Die Daten auf technischen Geräten wie Smartphones, Tablets etc. müssen geschützt werden. Gleichzeitig werden die Geräte auch genutzt, um Websites und Apps zu öffnen. Sowohl für den Schutz der Smartphone-Daten als auch für das Nutzen von Websites und Apps kann ein Passwort notwendig sein. Diese Log-In Daten können mit dem Smartphone nicht nur gespeichert, sondern auch verwaltet werden. Hierbei muss aber auf die Datensicherheit geachtet werden.

Was sind Log-In Daten und wo werden sie verwendet?

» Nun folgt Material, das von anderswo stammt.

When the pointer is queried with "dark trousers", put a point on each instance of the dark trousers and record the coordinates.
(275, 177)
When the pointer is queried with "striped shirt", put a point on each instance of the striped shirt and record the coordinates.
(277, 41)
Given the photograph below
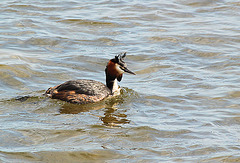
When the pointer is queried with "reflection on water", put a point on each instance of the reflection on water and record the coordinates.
(182, 106)
(111, 117)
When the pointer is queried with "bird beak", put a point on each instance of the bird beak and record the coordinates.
(125, 69)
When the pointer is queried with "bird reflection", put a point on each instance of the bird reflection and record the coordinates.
(112, 116)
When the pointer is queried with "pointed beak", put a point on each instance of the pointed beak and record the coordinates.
(125, 69)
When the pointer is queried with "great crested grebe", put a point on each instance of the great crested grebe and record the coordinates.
(85, 91)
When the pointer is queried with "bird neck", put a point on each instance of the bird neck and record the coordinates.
(112, 84)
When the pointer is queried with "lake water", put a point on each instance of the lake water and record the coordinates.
(182, 106)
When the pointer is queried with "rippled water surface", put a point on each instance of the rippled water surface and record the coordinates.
(182, 106)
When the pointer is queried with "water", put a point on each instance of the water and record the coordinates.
(182, 106)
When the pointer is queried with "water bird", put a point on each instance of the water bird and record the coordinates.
(83, 91)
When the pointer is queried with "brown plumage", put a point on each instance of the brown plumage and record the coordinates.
(85, 91)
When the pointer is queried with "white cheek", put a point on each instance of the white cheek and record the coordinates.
(119, 70)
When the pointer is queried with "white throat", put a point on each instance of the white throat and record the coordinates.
(116, 89)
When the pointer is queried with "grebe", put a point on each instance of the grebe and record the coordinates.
(85, 91)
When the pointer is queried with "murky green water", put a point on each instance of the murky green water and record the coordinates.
(182, 106)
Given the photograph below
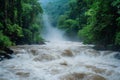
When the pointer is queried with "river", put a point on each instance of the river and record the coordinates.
(64, 60)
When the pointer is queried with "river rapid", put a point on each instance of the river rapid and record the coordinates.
(60, 61)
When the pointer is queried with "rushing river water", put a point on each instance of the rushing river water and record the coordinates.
(60, 61)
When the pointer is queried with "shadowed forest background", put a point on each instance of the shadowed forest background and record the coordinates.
(91, 21)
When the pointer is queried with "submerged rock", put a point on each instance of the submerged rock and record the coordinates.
(117, 55)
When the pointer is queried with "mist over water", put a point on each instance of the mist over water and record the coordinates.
(51, 33)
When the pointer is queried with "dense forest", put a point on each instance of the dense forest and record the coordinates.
(93, 21)
(19, 22)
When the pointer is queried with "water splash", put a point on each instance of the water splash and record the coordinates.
(60, 61)
(51, 33)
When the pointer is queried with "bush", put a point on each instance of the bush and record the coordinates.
(4, 40)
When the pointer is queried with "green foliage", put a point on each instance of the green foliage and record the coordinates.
(117, 39)
(19, 22)
(4, 41)
(55, 9)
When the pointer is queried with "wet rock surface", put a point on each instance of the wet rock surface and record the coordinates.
(60, 61)
(6, 53)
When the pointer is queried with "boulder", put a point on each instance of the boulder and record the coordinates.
(5, 54)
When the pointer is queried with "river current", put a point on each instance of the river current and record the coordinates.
(64, 60)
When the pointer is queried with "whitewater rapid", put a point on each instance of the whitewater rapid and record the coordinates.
(60, 61)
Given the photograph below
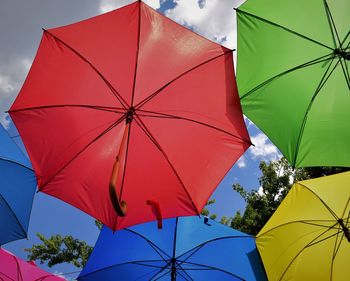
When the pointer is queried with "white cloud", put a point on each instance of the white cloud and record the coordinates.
(109, 5)
(263, 148)
(214, 19)
(242, 162)
(6, 85)
(12, 76)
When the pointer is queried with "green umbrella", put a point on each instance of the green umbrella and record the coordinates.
(293, 76)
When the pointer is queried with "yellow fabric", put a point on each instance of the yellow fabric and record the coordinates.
(303, 239)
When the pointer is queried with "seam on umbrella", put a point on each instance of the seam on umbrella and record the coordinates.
(296, 221)
(108, 129)
(14, 214)
(335, 250)
(323, 81)
(346, 37)
(113, 90)
(346, 72)
(150, 97)
(307, 64)
(150, 136)
(160, 271)
(305, 247)
(154, 246)
(114, 265)
(137, 53)
(285, 28)
(212, 240)
(96, 107)
(331, 22)
(215, 268)
(164, 115)
(17, 163)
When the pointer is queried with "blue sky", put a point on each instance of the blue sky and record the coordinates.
(20, 32)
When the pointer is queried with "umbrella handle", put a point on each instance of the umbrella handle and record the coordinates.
(156, 209)
(120, 207)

Log-In Daten sind nicht nur Passwörter, auch wenn diese nach wie vor die häufigsten Log-In Daten sind. Smartphones können aber auch mit der Face ID oder dem Fingerabdruck oder einem Muster entsperrt werden. Folglich sind auch dies Log-In Daten, die in den falschen Händen Zugriff auf das Smartphone erlauben und einen Missbrauch ermöglichen können. Aber auch Passwörter, die für andere Anwendungen verwendet werden, können auf dem Smartphone gespeichert werden und darüber in falsche Hände geraten. Gerade, wenn solche Daten auf dem Smartphone oder Tablet gespeichert sind, sollte dies daher unbedingt mit einem Passwort und nicht nur einem Wischmuster geschützt werden, denn diese Muster sind leicht herauszufinden und dann könnte über das Smartphone auch auf andere Daten zugegriffen und diese dann für falsche Zwecke missbraucht werden.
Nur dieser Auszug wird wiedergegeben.